Facing City Hall in Alhambra, California, a predominantly Asian and Latino suburb just east of Los Angeles, a life-size bronze statue of a man sits holding a newspaper. A plaque says the statue is dedicated to the memory of Warner Jenkins, “Alhambra’s beloved journalist/chronicler.” That is the closest a journalist gets to Alhambra’s City Hall most days. Local news coverage in the municipality of roughly 90,000 is severely lacking. What exists tends to be in Chinese or crime coverage in the area’s larger dailies.
USC’s Annenberg School for Communication and Journalism, responding to the dearth of reporting on Alhambra and the challenge of creating a media outlet in an ethnically and linguistically diverse area, launched the Alhambra Project in 2008. Michael Parks, former director of the journalism school and former editor of the Los Angeles Times, and Sandra Ball-Rokeach, a communication researcher and director of the Metamorphosis Project, collaborated with support from the Annenberg Foundation. Parks was interested in investigating how local news coverage could better serve communities. Ball-Rokeach, whose research had previously found that the Alhambra area had one of the lowest levels of civic engagement in Los Angeles County, wanted to explore how creating a news product grounded in local needs could improve that level of engagement.

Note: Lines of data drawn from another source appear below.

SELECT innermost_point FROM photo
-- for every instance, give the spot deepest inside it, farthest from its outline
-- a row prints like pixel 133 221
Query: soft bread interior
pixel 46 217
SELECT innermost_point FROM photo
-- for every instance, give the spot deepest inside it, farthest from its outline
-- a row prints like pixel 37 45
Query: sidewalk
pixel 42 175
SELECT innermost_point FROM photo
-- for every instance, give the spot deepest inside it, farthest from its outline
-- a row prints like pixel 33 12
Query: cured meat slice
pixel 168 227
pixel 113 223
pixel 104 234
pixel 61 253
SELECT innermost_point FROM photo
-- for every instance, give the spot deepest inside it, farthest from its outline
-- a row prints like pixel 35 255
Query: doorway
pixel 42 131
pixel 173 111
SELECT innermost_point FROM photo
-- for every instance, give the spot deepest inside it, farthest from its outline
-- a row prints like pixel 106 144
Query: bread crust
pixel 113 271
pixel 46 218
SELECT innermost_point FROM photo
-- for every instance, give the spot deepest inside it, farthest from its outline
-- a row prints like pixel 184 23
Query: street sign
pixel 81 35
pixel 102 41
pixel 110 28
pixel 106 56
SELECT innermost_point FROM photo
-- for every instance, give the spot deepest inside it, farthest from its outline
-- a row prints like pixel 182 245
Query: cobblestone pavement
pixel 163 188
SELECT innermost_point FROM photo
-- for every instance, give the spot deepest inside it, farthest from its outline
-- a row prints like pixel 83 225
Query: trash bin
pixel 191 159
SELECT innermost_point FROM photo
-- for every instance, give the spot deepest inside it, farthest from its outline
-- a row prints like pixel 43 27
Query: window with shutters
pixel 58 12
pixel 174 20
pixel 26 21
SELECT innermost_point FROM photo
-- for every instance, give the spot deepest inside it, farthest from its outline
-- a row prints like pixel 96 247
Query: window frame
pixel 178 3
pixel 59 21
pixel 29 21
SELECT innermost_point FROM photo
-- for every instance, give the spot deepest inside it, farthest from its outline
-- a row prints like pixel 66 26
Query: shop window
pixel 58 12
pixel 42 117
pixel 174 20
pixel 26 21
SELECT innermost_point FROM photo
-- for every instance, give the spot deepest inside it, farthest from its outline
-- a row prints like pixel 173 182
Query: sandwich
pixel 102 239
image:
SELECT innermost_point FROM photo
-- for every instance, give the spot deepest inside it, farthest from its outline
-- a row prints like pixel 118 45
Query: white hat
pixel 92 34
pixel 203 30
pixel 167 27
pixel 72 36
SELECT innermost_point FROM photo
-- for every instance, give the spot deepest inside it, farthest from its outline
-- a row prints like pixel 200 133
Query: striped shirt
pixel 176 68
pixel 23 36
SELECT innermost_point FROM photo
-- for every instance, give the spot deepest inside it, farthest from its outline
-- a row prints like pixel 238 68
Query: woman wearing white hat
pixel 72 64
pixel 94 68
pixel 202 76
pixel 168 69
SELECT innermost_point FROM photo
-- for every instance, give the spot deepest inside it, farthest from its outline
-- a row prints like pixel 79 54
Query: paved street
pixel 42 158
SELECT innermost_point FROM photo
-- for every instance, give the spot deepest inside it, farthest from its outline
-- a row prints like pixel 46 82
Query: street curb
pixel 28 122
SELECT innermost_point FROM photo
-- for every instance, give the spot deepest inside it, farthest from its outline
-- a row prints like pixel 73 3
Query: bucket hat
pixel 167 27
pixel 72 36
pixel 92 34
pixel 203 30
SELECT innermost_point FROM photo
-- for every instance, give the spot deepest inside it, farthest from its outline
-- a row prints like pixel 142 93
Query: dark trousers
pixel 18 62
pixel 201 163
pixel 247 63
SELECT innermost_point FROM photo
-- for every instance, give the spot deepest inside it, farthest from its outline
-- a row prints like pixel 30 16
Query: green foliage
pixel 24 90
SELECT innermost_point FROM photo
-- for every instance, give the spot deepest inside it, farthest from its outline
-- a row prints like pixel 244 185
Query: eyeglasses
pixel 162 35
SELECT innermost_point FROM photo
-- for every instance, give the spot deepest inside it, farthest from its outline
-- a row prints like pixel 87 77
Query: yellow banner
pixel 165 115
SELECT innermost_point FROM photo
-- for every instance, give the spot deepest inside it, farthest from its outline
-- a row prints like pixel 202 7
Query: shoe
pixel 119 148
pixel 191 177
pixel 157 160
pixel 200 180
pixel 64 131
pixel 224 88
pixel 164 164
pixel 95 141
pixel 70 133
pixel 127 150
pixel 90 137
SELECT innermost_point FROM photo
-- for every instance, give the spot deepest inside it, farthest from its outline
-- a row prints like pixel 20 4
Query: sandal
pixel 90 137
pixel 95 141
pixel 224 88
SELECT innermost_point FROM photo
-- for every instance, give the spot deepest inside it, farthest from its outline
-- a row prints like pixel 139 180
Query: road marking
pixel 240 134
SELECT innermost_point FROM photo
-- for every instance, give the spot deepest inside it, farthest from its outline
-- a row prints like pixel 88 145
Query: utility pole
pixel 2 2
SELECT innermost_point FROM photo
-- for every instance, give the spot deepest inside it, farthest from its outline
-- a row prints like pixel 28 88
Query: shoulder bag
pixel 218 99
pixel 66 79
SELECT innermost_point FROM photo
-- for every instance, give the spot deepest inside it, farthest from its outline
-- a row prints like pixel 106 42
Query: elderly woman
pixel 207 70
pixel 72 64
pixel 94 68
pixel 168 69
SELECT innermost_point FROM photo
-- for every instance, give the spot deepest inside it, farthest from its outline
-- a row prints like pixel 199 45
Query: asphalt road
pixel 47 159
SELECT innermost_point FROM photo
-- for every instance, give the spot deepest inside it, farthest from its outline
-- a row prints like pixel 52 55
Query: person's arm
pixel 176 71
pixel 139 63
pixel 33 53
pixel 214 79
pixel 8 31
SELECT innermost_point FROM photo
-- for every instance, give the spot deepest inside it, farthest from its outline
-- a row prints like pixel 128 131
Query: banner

I joined the project in early summer of last year. As a journalist with a background in immigration reporting – and with a smattering of community organizing skills, including managing a Brooklyn farmer’s market and running a small non-profit magazine – my assignment was to take the research ideas and help translate them into an online news source grounded in local needs.
Mapping the contours of a community
While communication doctoral students conducted focus groups, media monitoring and field research, my job was to research an appropriate fit for our news product. Every day last year a new local site seemed to appear online, giving rise to a range of hybrid approaches where professional journalists worked with residents to create new versions of the community newspaper.
From studying these other models, I realized we would face some major obstacles in creating our theoretical goal of a “common storytelling network.” In particular, to function in Alhambra, where roughly a quarter of households have no adult who speaks English well, multiple languages were needed. But how to create a hybrid site that is multilingual, and, of particular interest to me, how to do it with a full-time staff consisting only of myself?
Putting technology to work
To answer some of these questions the Alhambra Project hosted a “deep think” which brought together a select group of USC Web engineers and news innovators. The workshop led us to focus on how a news website could serve communities of interest across ethnic groups. Although it would, at times, be easier for me to just report and write the stories myself, another focus was making this a community project, and using digital tools as much as possible to encourage participation.
It was increasingly clear that we would not, at least initially, be able to translate all of the pages on the website. Automated machine translation, available through Google and other providers, has gotten to the point where meaning can be conveyed, but nuance is lost. We decided to translate static pages, such as those explaining the workings of the site, but at least in the initial stages, we would have to rely on automated translation, paired with a disclaimer, for the rest.
Even without being able to translate all stories into three languages, other linguistic methods to bridge community information sources appeared. As I met with government officials, I learned that almost none were reading what the relatively active Chinese media said about them. In the spirit of New America Media, one of the first elements we added to our site was a selected aggregation and translation of stories, at least half of which come from the ethnic media.
Seeing the results on Main Street
Despite great effort on all sides, it took us a year to complete our multilingual site, the Alhambra Source. For me this has been a major source of frustration, but as we approached launch date I realized that perhaps it might have been to our advantage. We needed time to create a team of collaborators of both community members and students from a high school program that could inform site development and feel a real sense of ownership. A significant component of the communication research, as well, needed that time to come together. This fall, USC will be conducting a major study of civic engagement levels in Alhambra, with the intent of updating it in two years to see the effect of the news product.
On a recent Saturday evening, I was very encouraged to hear what Kerrie Gutierrez, a mother of five who has gone back to school to complete her bachelor’s degree, had to say. We were at an outdoor festival on Main Street Alhambra, when the founding community contributor for the Source approached a woman holding an infant. Using an iPad from USC Annenberg, Gutierrez showed the woman a story on Alhambra artist Yolanda Gonzalez. “I wrote that article,” she told the woman, “and I’m not a journalist.”
She then explained the collection of stories, including one about how Alhambra had recently canceled its elections for the first time ever because no challengers had stepped up to run against five incumbents. Other stories, Gutierrez said, had been translated from Chinese, and soon most local news and events would be there, in whatever language was necessary. The woman nodded enthusiastically about the prospect of this website, and signed her name to subscribe to our mailing list.
Until that moment, so much of the site had been theoretical, even if it was well-researched theory. But when Kerrie Gutierrez explained the Alhambra Source, I began to see how this type of journalism initiative could affect lives in this community. The site is just barely launched, and even I’ve been surprised how exciting it is to watch the site begin to develop and take on a life of its own.